[Data structure] Hash table - C language

1. Introduction

The transliteration of hash table is called hash table, also called hash table. It is an applicationCharacteristics of array subscript indexing, an extended data structure.

 We all know that the time complexity of obtaining the target value through array subscript indexing is O(1) , and the hash table gives the subscript some special meaning.
比如: Open another array , change the subscript to the target value, change the target value to the subscript, and store it .
 If you want to know the subscript of the target value, just use the target value to index, and the time complexity is O(1) . 但是Since space is opened up to store information, the space complexity is O(N) .
 So the index value is called Key , and the value indexed by Key is called val.

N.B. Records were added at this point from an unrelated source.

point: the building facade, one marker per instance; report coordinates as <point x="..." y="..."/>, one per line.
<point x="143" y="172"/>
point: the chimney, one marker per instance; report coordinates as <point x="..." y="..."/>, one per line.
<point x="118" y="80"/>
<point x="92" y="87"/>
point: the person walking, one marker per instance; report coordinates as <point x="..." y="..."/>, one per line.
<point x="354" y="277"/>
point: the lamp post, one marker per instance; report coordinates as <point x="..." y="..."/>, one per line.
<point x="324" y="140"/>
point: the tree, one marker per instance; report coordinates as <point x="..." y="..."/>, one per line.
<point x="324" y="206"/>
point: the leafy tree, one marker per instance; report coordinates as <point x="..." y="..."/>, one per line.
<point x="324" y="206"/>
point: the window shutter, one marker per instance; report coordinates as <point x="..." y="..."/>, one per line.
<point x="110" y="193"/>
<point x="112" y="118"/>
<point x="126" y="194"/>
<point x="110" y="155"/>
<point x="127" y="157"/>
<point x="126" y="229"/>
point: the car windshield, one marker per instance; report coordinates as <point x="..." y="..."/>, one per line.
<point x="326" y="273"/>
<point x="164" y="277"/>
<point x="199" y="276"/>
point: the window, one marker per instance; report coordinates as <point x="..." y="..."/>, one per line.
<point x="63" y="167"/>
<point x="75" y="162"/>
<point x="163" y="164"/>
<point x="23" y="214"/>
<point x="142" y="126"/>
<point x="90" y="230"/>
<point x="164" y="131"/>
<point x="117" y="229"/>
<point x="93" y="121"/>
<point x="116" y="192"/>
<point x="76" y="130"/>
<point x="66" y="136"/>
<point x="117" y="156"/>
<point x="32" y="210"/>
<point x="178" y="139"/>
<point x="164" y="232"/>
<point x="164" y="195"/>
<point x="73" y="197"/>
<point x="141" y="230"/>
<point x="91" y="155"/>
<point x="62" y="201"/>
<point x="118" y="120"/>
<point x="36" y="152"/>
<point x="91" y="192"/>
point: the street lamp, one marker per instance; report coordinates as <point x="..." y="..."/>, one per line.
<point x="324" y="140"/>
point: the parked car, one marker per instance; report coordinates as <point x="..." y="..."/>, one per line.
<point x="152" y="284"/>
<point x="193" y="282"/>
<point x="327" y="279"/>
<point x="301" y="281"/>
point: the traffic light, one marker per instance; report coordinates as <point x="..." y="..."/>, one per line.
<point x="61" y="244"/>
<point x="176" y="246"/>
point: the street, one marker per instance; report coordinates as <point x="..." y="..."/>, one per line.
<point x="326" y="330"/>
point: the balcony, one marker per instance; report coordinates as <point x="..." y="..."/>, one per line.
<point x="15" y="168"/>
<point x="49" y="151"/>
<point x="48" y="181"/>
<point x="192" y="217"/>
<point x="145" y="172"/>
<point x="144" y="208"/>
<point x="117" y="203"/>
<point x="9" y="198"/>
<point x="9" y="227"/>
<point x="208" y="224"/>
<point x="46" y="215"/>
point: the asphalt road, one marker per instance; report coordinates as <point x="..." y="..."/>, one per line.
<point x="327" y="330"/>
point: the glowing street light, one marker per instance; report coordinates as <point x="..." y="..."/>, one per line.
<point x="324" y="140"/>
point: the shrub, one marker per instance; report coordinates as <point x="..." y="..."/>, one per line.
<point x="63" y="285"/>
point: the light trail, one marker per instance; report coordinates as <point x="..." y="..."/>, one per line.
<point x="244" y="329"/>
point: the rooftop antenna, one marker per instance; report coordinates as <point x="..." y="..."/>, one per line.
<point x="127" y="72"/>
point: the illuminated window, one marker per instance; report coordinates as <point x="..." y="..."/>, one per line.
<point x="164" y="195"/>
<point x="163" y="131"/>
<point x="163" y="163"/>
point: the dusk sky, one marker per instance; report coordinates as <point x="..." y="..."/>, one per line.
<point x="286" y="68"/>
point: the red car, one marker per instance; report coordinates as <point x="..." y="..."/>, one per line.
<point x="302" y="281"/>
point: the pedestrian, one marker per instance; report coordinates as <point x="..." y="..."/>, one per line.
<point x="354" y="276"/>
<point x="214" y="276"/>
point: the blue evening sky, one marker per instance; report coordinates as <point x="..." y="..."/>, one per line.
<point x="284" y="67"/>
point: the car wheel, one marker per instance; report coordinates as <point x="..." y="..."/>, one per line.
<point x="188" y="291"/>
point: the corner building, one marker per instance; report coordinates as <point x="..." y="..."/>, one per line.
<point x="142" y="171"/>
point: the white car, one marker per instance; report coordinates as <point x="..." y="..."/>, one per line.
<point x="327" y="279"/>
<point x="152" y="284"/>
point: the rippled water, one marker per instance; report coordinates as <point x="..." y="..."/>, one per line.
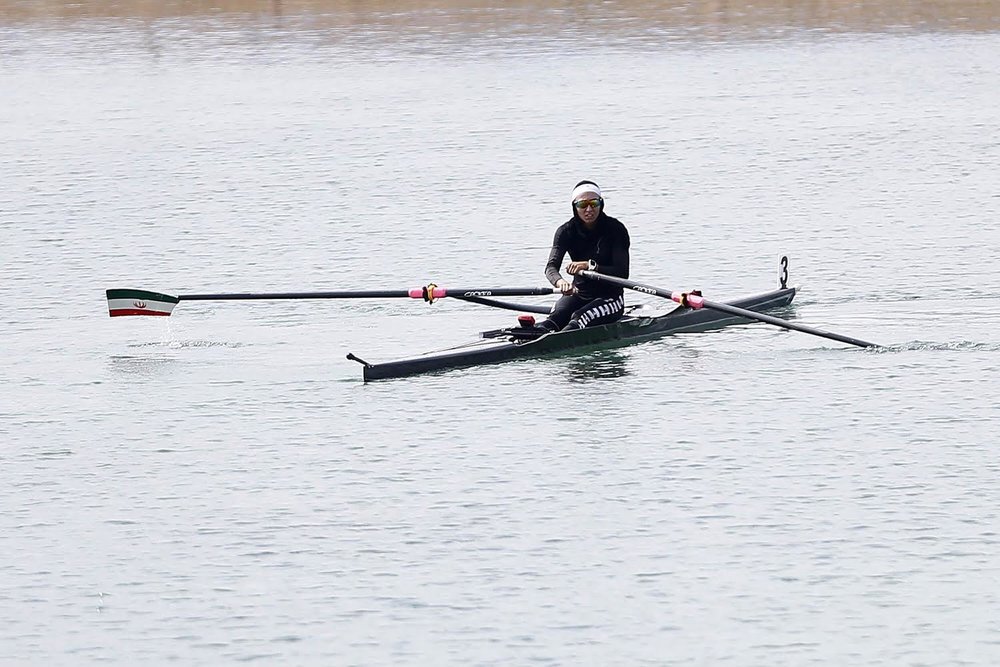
<point x="220" y="486"/>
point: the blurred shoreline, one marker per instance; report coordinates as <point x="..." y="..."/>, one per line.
<point x="537" y="17"/>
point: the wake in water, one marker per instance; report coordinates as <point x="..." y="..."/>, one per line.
<point x="952" y="346"/>
<point x="180" y="344"/>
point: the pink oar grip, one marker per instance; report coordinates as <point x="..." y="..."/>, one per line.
<point x="686" y="299"/>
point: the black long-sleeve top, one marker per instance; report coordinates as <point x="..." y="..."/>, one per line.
<point x="608" y="245"/>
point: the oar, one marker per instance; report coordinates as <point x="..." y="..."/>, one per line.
<point x="697" y="301"/>
<point x="142" y="302"/>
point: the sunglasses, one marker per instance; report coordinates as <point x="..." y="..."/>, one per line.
<point x="588" y="203"/>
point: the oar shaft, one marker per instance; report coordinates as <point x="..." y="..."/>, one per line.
<point x="793" y="326"/>
<point x="427" y="293"/>
<point x="697" y="301"/>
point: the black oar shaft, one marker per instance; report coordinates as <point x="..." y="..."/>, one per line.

Here is a list of hash uses that bloggers have encountered so far~

  1. Eliminate the increase in time complexity caused by character order - anagrams (may need to be used in conjunction with double pointers)
  2. Through the specified value, find its position - subscript (array) / address (data structure such as singly linked list) (insertion, deletion and random access are all O(1) containers)
  3. Record the number of occurrences of the specified value - find the length of a continuous and different XX (can be a character or an integer)
  4. Treat a data type as a hash table - the maximum product of word lengths

Of course, if you are interested in these questions, you can check out my column: Jianzhi Offer Special Breakthrough Edition

In order to facilitate the search, let me say a few more words here, the 4th chapter - in the integer chapter , the 1st chapter - the string chapter, the 2nd chapter - the hash table chapter.

2. Storage method

 Why talk about storage methods? Mainly to solve the problem of conflicts in the hash table . When will conflicts occur? Mainly related to the implementation of hash functions.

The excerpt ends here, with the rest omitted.